This application is a file hosting service, offering storage and synchronization among clients. mirror runs a client's code.
-
First off, it creates a file in the common directory named after the client's id, like a sign-up.
-
After that, it creates a sub-directory for each other client under his mirror directory, clones of their own input directory.
-
Finally, it monitors the system every now and then, inspecting possible changes, like new registrations or deletions of users and makes sure the client's mirror directory is always up to date and in sync with the directories of other users.
More details about the functional requirements of this application can be found in the project’s description/analysis.
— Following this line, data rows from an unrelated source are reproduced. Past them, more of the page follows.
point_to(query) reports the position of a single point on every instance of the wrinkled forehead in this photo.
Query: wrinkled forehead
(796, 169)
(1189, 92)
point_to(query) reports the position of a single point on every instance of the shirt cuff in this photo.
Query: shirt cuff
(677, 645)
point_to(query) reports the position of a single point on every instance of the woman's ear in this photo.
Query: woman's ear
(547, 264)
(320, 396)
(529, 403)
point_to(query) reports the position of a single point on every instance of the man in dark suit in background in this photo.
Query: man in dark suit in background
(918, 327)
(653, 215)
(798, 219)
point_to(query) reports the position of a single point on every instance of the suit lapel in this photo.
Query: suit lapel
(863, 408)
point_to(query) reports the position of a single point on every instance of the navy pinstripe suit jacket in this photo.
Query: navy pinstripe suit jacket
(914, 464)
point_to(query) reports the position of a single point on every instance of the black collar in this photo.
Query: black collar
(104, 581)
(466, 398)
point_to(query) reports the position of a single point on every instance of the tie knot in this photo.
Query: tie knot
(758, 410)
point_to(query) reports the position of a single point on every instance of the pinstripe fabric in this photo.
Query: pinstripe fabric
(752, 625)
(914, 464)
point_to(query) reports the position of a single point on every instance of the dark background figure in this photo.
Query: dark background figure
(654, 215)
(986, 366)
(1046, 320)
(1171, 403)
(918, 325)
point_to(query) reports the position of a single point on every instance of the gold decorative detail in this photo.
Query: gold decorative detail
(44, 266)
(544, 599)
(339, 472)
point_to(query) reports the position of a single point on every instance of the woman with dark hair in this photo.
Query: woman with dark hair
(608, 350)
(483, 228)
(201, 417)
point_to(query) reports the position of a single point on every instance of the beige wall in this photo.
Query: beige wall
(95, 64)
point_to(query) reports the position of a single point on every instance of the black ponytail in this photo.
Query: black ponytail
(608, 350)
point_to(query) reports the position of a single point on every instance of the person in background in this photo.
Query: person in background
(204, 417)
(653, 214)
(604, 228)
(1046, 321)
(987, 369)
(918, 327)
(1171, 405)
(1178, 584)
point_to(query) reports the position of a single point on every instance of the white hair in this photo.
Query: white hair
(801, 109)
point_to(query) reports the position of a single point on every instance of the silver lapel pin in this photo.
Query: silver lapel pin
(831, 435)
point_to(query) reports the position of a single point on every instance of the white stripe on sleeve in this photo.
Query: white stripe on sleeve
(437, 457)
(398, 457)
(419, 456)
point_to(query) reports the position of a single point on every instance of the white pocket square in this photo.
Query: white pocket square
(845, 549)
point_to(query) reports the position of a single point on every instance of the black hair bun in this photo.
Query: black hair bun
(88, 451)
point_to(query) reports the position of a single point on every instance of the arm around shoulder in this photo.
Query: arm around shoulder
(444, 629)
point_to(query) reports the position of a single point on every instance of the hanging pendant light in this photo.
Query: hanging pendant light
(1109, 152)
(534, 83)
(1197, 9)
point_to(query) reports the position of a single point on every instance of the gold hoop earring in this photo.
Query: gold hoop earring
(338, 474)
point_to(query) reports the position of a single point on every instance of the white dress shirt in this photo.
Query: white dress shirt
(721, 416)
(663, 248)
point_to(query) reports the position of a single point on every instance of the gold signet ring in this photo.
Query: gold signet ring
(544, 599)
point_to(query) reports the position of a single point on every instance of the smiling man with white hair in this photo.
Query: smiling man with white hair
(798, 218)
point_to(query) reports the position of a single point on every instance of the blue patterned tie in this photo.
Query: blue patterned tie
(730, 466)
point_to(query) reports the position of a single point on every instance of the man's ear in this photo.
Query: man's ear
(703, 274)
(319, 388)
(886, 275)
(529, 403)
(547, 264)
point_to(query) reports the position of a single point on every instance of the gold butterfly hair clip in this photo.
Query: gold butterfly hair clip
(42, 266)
There are two cases where syncing is required. The first is when a client enters the system and the second is when a user insertion or deletion is detected while monitoring. In order to update the mirror directories both for the new user and the one that detected his arrival, each mirror process forks twice. The first child process is supposed to send files and the second to receive files via named-pipes using low-level i/o. They both accomplish that sending/receiving folders recursively. So, before sending a file, a header defining whether it is a directory or a file is required. In case of an error, which would either be an open or read block on a named-pipe for at least 30 seconds or a directory/file creation type error, a SIGUSR signal is sent to the parent process.
Three sets of signals might have to get handled during mirror’s operation.
-
SIGALRM
In this case, the invoking process, a child, either a sender or a receiver, follows the pattern mentioned a couple of lines above and also de-allocates any heap memory it might have been using at the time. -
SIGINT/SIGQUIT
mirror is a daemon process, meaning it runs forever, monitoring every now and then and inspecting new arrivals/deletions. To stop it while managing to set all resources and heap-allocated memory free, a SIGINT/SIGQUIT handler is defined doing just that. -
SIGUSR
In case of a sending error, a SIGUSR1 signal is sent by the sending process to its parent. Similarly, the receiving process sends a SIGUSR2. A handler is defined in the parent process, incrementing a counter indicating the number of times synchronization was attempted. After three unsuccessful attempts, synchronization is cancelled.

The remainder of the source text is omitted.